Если мы немного изменим ваш первый ввод, мы можем использовать пакеты fuzzyjoin
/ dplyr
/ stringr
следующим образом:
df1 <- data.frame(
Category = "Stationary",
Question = "Where do I get stationary items from?",
Answer = "Hey <firstname>, you will find it <here>.", # <-notice the change!
stringsAsFactors = FALSE
)
df2 <- data.frame(
Category = c("Stat1", "Stat1"),
Question = c("Where to get books?", "Procedure to order stationary?"),
Answer = c("Hey Anil, you will find it at the helpdesk.", "Hey, Shekhar, you will find it at the helpdesk."),
stringsAsFactors = FALSE
)
Мы создаем шаблон регулярного выражения из Answer
:
df1 <- dplyr::mutate(
df1,
Answer_regex =gsub("([.|()\\^{}+$*?]|\\[|\\])", "\\\\\\1", Answer), # escape special
Answer_regex = gsub(" *?<.*?> *?",".*?", Answer_regex), # replace place holders by .*?

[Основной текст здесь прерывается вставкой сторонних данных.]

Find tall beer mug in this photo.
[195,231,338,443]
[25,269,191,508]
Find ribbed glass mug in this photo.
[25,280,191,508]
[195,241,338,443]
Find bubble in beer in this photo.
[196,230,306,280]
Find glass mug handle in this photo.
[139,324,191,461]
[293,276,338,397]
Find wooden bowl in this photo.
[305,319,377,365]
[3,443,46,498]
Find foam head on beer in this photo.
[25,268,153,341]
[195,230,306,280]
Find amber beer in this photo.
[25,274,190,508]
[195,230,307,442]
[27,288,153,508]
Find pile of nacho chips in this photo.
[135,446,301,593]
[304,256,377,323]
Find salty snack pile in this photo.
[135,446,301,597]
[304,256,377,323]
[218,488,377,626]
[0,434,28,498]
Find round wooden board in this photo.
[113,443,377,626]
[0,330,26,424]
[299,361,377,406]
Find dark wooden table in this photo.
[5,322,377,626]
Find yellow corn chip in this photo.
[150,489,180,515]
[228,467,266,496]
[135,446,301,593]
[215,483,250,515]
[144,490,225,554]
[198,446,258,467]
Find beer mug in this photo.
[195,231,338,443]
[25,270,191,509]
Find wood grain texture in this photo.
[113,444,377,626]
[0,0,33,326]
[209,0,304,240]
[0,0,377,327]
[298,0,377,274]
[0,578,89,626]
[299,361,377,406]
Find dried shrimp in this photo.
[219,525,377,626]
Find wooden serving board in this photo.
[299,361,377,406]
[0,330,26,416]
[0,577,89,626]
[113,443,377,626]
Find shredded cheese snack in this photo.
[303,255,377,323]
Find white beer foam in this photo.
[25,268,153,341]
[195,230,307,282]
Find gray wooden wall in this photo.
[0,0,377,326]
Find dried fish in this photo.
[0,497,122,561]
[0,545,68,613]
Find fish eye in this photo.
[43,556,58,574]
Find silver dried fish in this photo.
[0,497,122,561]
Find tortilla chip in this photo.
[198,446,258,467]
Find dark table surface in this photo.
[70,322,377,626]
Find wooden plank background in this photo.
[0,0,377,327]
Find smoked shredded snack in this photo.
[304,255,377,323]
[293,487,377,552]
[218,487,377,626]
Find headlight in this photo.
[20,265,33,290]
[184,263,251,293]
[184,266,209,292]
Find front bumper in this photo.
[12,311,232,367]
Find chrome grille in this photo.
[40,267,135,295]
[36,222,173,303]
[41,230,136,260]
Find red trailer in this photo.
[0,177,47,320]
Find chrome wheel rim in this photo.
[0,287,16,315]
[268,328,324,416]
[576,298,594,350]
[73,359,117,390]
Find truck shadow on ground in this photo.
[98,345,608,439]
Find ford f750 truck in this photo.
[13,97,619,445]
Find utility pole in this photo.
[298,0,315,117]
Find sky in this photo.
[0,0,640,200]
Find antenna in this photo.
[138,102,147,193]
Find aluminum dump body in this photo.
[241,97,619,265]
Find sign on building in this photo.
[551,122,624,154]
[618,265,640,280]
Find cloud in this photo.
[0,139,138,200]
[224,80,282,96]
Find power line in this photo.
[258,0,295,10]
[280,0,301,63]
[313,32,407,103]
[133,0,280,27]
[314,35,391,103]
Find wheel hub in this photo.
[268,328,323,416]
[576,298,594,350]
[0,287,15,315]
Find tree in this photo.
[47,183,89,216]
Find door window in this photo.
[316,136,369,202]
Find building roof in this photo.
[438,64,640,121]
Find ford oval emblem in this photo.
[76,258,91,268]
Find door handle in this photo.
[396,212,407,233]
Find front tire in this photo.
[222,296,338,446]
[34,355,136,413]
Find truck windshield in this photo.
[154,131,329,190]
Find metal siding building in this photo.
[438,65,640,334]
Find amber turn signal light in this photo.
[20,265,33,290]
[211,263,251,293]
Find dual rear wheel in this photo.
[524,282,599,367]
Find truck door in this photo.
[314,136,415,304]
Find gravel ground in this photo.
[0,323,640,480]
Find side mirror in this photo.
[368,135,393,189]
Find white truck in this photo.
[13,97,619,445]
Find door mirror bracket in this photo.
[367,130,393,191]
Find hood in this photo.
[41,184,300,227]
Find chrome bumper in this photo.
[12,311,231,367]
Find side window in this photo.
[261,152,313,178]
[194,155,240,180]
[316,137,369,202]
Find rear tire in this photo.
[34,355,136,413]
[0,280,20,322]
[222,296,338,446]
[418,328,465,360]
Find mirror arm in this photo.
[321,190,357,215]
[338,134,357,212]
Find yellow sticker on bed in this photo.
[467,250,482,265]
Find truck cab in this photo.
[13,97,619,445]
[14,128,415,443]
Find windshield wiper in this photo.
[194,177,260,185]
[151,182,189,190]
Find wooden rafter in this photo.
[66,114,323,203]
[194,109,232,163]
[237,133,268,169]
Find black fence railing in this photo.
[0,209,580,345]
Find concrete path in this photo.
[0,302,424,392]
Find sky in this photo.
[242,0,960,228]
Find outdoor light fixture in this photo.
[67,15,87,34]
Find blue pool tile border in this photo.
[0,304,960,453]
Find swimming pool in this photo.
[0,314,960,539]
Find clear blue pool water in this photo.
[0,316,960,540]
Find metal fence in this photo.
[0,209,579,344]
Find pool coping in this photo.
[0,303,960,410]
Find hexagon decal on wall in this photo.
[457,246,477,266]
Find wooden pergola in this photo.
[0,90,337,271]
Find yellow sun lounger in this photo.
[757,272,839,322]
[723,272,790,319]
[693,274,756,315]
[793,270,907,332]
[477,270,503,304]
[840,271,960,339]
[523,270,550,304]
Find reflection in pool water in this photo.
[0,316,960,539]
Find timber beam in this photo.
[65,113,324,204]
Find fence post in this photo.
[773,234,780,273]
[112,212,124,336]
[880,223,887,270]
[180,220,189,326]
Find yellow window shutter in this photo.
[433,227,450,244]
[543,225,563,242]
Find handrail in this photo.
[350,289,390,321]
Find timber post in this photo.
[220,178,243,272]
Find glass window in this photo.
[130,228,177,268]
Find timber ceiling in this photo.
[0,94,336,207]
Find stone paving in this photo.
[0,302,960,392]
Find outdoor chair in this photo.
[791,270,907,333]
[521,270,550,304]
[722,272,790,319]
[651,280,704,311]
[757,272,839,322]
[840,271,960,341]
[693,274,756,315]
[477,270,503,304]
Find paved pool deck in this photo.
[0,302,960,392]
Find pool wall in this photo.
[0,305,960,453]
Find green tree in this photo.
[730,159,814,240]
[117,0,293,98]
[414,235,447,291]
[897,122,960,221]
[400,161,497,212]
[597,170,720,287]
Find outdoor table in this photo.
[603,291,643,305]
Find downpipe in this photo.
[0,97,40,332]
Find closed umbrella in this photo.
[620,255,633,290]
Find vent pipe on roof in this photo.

Answer_regex = paste0("^",Answer_regex,"$")) # make sure the match is exact
Мы используем stringr::str_detect
с fuzzyjoin::fuzzy_left_join
, чтобы найти совпадения:
res <- fuzzyjoin::fuzzy_left_join(df2, df1, by= c(Answer="Answer_regex"), match_fun = stringr::str_detect )
res
# Category.x Question.x Answer.x Category.y
# 1 Stat1 Where to get books? Hey Anil, you will find it at the helpdesk. Stationary
# 2 Stat1 Procedure to order stationary? Hey, Shekhar, you will find it at the helpdesk. Stationary
# Question.y Answer.y Answer_regex
# 1 Where do I get stationary items from? Hey <firstname>, you will find it <here>. ^Hey.*?, you will find it.*?\\.$
# 2 Where do I get stationary items from? Hey <firstname>, you will find it <here>. ^Hey.*?, you will find it.*?\\.$
Тогда мы можем посчитать:
dplyr::count(res,Answer.y)
# # A tibble: 1 x 2
# Answer.y n
# <chr> <int>
# 1 Hey <firstname>, you will find it <here>. 2
Обратите внимание, что я включил пробелы за пределами <
и >
как часть заполнителей. Если бы я этого не делал, "Hey, Shekhar"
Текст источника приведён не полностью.